Breakfast with Solomon - Matthew 5:10


"Blessed are those who have been persecuted for the sake of righteousness, for theirs is the kingdom of heaven"

When you take a stand for what is right, you are blessed. You may suffer but it means you have taken a stand on the side of right and not just expedient or selfish or practical. At this point we must have a discussion about what is right. Those in Jesus’ culture did not have any question about that. What was right lived inside of the boundaries of the Ten Commandments. All Jesus did was clarify what righteousness was as a positive. It was to meet the needs of others. It was to love.
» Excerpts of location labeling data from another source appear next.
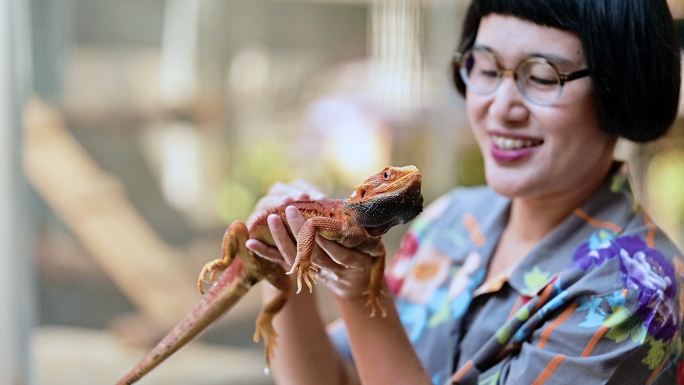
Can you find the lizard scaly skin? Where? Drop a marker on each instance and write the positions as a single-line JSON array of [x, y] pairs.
[[384, 200]]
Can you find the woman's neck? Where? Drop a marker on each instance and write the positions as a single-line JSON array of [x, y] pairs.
[[532, 217]]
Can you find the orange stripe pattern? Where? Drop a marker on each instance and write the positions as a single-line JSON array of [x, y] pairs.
[[596, 222], [549, 370], [594, 341]]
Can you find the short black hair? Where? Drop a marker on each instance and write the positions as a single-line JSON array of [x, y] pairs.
[[631, 48]]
The people of Jesus’ day had tried to fashion righteousness out of not crossing the boundaries of the Ten Commandments. But that is not righteousness; that is the limit of righteousness. What is righteous is love: to meet needs, to pursue the soul, and to please. This is what we are supposed to do in this life.

We are supposed to do this with God, ourselves, and others. Now technically God has no needs we can meet, so all we can do to love Him is to pursue Him and please Him.

To be persecuted for righteousness means to suffer in some way because you are meeting real needs of people or you are unwilling to go beyond the Ten Commandments to meet other’s needs. We can be persecuted for either of these aspects of righteousness. Jesus says it is a great blessing to have suffered for either stand for righteousness. It is also important to say that what we are talking about in righteousness is Ethics 101. The two questions of ethics are who benefits? And who is harmed? God tells us that people and society will be harmed if you stay outside of the Ten Commandments. Jesus declares that society and the individual will be harmed if there is not any love. People are benefited by love and harmed by actions outside of the Ten Commandments. By the way, it doesn't matter the intent of the action if it is outside of the Ten Commandments. It is not love and it is not righteous.